AI Will Reverse Engineer Recipes From Photos

AI Will Reverse Engineer Recipes From Photos
Facebook

Facebook AI researchers have built a system that can analyze a photo of food and then create a recipe from scratch. Snap a photo of a particular dish and, within seconds, the system can analyze the image and generate a recipe with a list of ingredients and steps needed to create the dish.

The system can’t look at a photo of a particular pie or pancake and determine the exact type of flour used or the skillet or oven temperature, but the system will come up with a recipe for a very credible approximation.
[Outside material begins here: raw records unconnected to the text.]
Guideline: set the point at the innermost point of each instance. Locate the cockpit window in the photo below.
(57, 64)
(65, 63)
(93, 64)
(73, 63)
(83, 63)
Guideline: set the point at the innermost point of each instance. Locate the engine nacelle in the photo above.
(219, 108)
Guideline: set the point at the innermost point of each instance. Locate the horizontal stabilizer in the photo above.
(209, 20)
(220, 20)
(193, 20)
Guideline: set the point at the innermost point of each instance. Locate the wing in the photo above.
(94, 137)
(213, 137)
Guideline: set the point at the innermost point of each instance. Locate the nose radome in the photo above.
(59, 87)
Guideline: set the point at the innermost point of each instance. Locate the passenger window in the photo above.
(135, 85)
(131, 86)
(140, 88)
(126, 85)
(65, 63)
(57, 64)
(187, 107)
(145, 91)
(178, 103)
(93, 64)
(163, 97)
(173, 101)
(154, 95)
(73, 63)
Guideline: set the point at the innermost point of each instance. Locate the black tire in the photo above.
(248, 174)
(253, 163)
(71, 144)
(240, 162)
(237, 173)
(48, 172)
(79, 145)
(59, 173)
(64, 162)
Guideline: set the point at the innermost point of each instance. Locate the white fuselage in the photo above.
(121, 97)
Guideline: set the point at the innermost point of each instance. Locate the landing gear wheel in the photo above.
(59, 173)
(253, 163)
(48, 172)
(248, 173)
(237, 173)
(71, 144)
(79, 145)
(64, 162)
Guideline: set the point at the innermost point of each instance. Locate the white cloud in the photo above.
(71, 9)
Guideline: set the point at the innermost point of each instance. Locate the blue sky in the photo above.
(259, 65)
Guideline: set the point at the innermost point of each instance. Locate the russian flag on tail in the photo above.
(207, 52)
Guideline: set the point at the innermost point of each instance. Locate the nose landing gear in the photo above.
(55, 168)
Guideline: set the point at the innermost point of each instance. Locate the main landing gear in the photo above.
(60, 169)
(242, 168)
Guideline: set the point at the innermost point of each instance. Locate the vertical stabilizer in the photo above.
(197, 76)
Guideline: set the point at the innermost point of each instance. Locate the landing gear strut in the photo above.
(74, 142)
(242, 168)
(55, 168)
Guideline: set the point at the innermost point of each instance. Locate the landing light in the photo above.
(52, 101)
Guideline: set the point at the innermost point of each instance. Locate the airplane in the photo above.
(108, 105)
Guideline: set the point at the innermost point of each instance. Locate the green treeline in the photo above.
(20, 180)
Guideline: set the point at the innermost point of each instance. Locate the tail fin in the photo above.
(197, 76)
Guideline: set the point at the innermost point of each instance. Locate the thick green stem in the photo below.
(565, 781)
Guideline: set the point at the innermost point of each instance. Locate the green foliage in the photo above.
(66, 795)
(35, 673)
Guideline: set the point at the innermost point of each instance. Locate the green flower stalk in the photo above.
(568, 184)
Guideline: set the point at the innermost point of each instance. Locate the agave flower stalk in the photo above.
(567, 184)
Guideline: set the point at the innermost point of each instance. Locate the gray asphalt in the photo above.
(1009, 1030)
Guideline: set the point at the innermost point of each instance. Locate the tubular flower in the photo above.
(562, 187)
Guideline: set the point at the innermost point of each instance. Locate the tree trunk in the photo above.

While the system is only for research, it has proved to be an interesting challenge for the broader project of teaching machines to see and understand the world.

Their “inverse cooking“ system uses computer vision, technology that extracts information from digital images and videos to give computers a high level of understanding of the visual world. It leverages not one but two neural networks, algorithms that are designed to recognize patterns in digital images, whether they are fern fronds, long muzzles or embossed characters.

Michal Drozdzal, a Research Scientist at Facebook AI Research, explains that the inverse cooking system splits the image-to-recipe problem into two parts: One neural network identifies the ingredients that it sees in the dish, while the other devises a recipe from the list. Drozdzal says this enhanced computer vision system is more effective than retrieval image-to-recipe techniques, which work to recognize the tasty treat in question and then search a database of preexisting recipes.

“Our system outperformed the retrieval system both on ingredient predictions and on generating plausible recipes,“ says Drozdzal. The proof is in the paella: Drozdzal and fellow Facebook AI Research scientist Adriana Romero, who met while studying for doctorates at the University of Barcelona, claim their system might even trot out a decent recipe for the  Spanish rice dish.

That is no mean feat, because food recognition is one of the toughest areas of natural image understanding. Food comes in all shapes and sizes, what AI scientists call “high intraclass variability,“ and changes appearance when it’s cooked. Take an onion, which could be white, yellow or red. It can be sliced into rings, slivers or chunks. You could bake, boil, braise, grill, fry or roast an onion, or just choose to eat it raw. A sautéed onion will be translucent, but sizzle the vegetable in butter, sugar and balsamic vinegar and you get brown manna from heaven: caramelized onions.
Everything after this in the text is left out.